Nell’intervallo il tecnico tedesco fa un ritocchino al suo undici e inserendo Bravo al posto di Lovric muta leggermente l’assetto tattico davanti alzando ritmo e intensità dei suoi uomini che approfittano della rilassatezza dell’Inter, penalizzata anche dai cambi: Correa subentrato ad Arnautovic non rende alla squadra quel brio qualitativo sperato dalla panchina. L’argentino entra in campo con poca cattiveria e altrettanta ce ne mette nei contrasti, che perde quasi nella sua totalità, mettendo una dose di colpevolezza nel gol di Solet che arriva al 72esimo con una prodezza da otto in pagella manda al bar proprio Correa, prima di approfittare della marcatura altrettanto debole di Pavard, e riapre dalla distanza una partita che improvvisamente sembra essersi imbattuta in una sliding doors che Lorenzo Lucca fallisce di innescare qualche giro d’orologio dopo quando a murarlo c’è un immenso Yann Sommer che reattivo in allungo felino salva il vantaggio dell'Inter. Miracolo che lo svizzero replica a recupero inoltrato quando spazza in angolo un altro velenoso tiro del tanto apprezzato dalle parti di Viale della Liberazione, Solet che non fa nulla per non lasciarsi ammirare dalla dirigenza nerazzurra che dall’alto della tribuna VIP del primo rosso rabbrividisce non poco al 92esimo. Brividi che, come i nervi, restano tesi persino fino al triplice fischio quando Chiffi mette in bocca il fischietto che decreta la fine del match e la consegna dei tre punti alla sì, solita borderline Inter.
Match dai due volti quello giocato dalla squadra di Inzaghi nel pomeriggio di San Siro, dove all’alba di una tiepida primavera che inizia a farsi sentire, i campioni d’Italia soffrono, ma resistono. Fanno temere qualcosa, ma ottengono ciò che si erano prefissati: la vittoria.
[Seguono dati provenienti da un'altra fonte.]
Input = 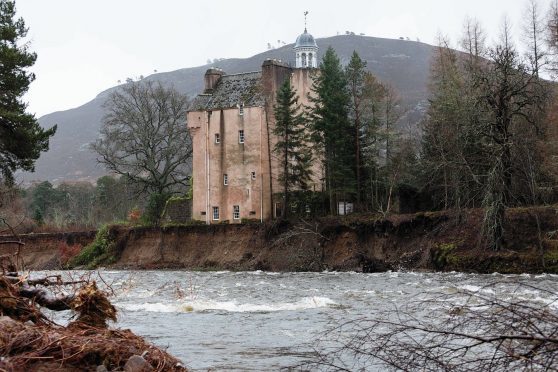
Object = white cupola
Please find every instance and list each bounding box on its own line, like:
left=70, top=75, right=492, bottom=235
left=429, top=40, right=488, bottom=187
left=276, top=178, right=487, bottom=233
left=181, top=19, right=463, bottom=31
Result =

Successo preso di forza, e non senza sacrificio, contro un’arcigna squadra ben attrezzata e piena di giocatori qualitativi e pericolosi - che non a caso piacciono anche da queste parti, vedi il sopraccitato Solet o Lucca o Bijol - e dovendo fare a meno dello squalificato Bastoni e degli infortunati Lautaro, Zielinski, Dumfries e Taremi, indisponibile dell’ultimo momento, in un post-sosta che non è mai un appuntamento qualunque. Altro segmento tracciato dai campioni d’Italia che fanno fuori un altro avversario potenzialmente ostico e invalidante nella sempre meno lunga corsa al titolo e aprono così il road to ennesimo derby stagionale e ad un mese di aprile che richiederà ancora nervi saldi, mente lucida e soprattutto gambe e cuori forti. Altro giro, altra corsa (stavolta determinante) chiamano e l'Inter, intanto, risponde presente.